The slurpee hand-off is silent, comfortably so, and she only wrinkles her nose at how melted her cola-cherry-banana mix is, but says nothing, lifting those blue eyes to the horizon instead. Sitting down next to her, sudden nausea burns his throat as he catches a glimpse of what everyone's been talking about. They've been waiting for their death for a week, watching it consume the world around them for a week, and now it's eating up his town, buildings disappearing in a cacophonous rush under its pull of smiling liquid lips.

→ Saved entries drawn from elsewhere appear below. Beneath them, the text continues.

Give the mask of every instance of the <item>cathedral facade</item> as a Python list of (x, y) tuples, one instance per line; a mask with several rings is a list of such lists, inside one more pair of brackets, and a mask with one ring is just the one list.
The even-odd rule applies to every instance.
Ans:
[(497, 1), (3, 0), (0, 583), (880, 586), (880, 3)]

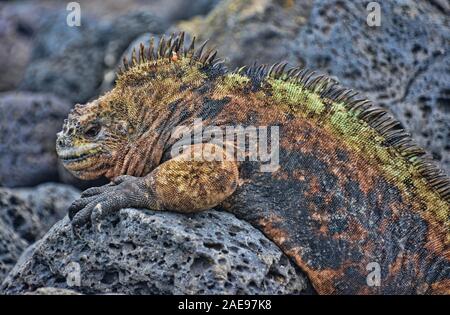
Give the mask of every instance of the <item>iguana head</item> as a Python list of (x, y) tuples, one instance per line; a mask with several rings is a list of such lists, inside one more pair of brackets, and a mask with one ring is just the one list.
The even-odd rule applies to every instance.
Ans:
[(223, 70), (213, 62), (215, 51), (203, 52), (204, 45), (194, 49), (194, 41), (185, 50), (183, 33), (163, 37), (155, 47), (152, 39), (148, 48), (141, 44), (138, 56), (133, 51), (131, 62), (124, 59), (116, 86), (97, 100), (76, 105), (65, 120), (56, 144), (63, 165), (81, 179), (142, 174), (145, 170), (136, 161), (148, 164), (152, 152), (144, 149), (160, 136), (167, 117), (174, 120), (170, 104), (190, 103), (207, 73)]
[(76, 105), (58, 133), (56, 152), (75, 176), (104, 175), (133, 134), (127, 115), (118, 111), (117, 91), (85, 105)]

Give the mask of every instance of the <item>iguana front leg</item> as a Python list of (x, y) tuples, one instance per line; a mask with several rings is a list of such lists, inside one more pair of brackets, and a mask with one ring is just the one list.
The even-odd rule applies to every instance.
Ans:
[(198, 212), (230, 196), (238, 177), (237, 163), (222, 148), (192, 145), (145, 177), (119, 176), (108, 185), (87, 189), (70, 206), (69, 217), (77, 230), (89, 221), (98, 226), (102, 218), (126, 207)]

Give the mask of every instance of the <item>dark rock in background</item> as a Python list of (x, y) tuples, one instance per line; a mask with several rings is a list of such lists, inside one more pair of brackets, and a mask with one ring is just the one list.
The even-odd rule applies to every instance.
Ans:
[(153, 6), (164, 8), (167, 20), (175, 22), (178, 20), (186, 20), (196, 15), (207, 14), (219, 2), (220, 0), (157, 0), (153, 1)]
[(44, 233), (67, 214), (80, 191), (64, 184), (45, 183), (33, 188), (12, 189), (36, 213)]
[(307, 22), (312, 1), (225, 0), (206, 17), (180, 22), (170, 31), (185, 31), (198, 42), (209, 40), (231, 69), (289, 60), (298, 63), (289, 44)]
[[(173, 23), (208, 13), (220, 0), (78, 0), (81, 10), (96, 19), (116, 19), (126, 12), (148, 12)], [(40, 0), (57, 6), (59, 0)], [(63, 2), (63, 6), (67, 3)]]
[(80, 192), (68, 185), (45, 183), (34, 188), (1, 188), (0, 219), (32, 243), (62, 219)]
[(139, 34), (166, 26), (152, 14), (136, 12), (113, 21), (83, 16), (80, 27), (66, 24), (66, 12), (49, 16), (39, 30), (33, 58), (20, 89), (51, 92), (72, 103), (98, 94), (104, 72)]
[[(312, 7), (311, 7), (312, 3)], [(441, 2), (227, 0), (177, 30), (210, 39), (232, 68), (288, 61), (328, 73), (390, 109), (450, 169), (450, 28)]]
[[(78, 265), (77, 265), (78, 264)], [(70, 288), (84, 294), (296, 294), (305, 276), (264, 235), (229, 213), (123, 209), (74, 238), (67, 217), (21, 257), (6, 294)], [(76, 273), (76, 274), (75, 274)]]
[(56, 181), (55, 141), (71, 105), (49, 94), (0, 94), (0, 186)]
[(46, 232), (30, 205), (7, 188), (0, 188), (0, 220), (28, 244)]
[(22, 80), (33, 47), (34, 30), (14, 10), (0, 7), (0, 91), (12, 90)]
[[(69, 13), (66, 3), (47, 0), (38, 5), (25, 1), (22, 7), (26, 12), (35, 8), (42, 13), (42, 7), (49, 9), (42, 13), (45, 18), (35, 19), (33, 34), (36, 37), (30, 63), (30, 52), (22, 49), (21, 53), (28, 59), (23, 60), (25, 57), (22, 57), (18, 60), (20, 67), (12, 67), (18, 74), (15, 75), (14, 84), (8, 83), (13, 80), (11, 78), (5, 86), (12, 88), (22, 78), (19, 85), (21, 90), (54, 93), (72, 103), (85, 103), (104, 92), (105, 86), (110, 88), (111, 84), (102, 82), (113, 80), (112, 71), (118, 58), (133, 39), (146, 32), (163, 33), (168, 23), (205, 14), (217, 2), (128, 0), (109, 1), (105, 5), (103, 1), (79, 1), (81, 26), (69, 27), (66, 23)], [(28, 15), (22, 12), (19, 17), (23, 19)], [(8, 38), (3, 40), (7, 41)], [(17, 40), (15, 42), (18, 43)], [(5, 56), (11, 54), (10, 51), (0, 50), (0, 56), (2, 53)], [(20, 54), (13, 57), (19, 58)]]

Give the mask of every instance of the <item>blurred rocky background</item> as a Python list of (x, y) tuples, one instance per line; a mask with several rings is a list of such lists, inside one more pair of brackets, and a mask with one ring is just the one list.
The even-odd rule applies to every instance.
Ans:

Huge waves, shit from movies, right? Giant tsunamis, giant blob monsters, giant asteroids. Everything has to be bigger - the easier with which to destroy you, my dear. He laughed then, watching those films, and laughs now, a sad disbelief of a noise.
Thailand was definitely gone. Those people who had tried to escape on the Interstate were definitely gone. In a situation where there is absolutely no reason at all for hope, does that make the people hopeless or simply brave enough, and willing, to accept their fate? Funny how it still felt pathetic and hopeless.
She's been watching it all day long, he already knows, and she doesn't pay attention to him until he swallows loudly enough for it to echo around the remainders of their neighborhood. Even then it takes him another long moment of staring at the rushing horizon for him to get his words out, and she waits, tucking pretty red hair behind her ear. His eyes are watering, but he tries his very hardest to keep it out of his voice, "We're pretty fucked, aren't we?"
"Yup. Pretty doomed." He notices the tear tracks down her cheeks as she leans against his shoulder, chewing on her straw, and he doesn't say a thing.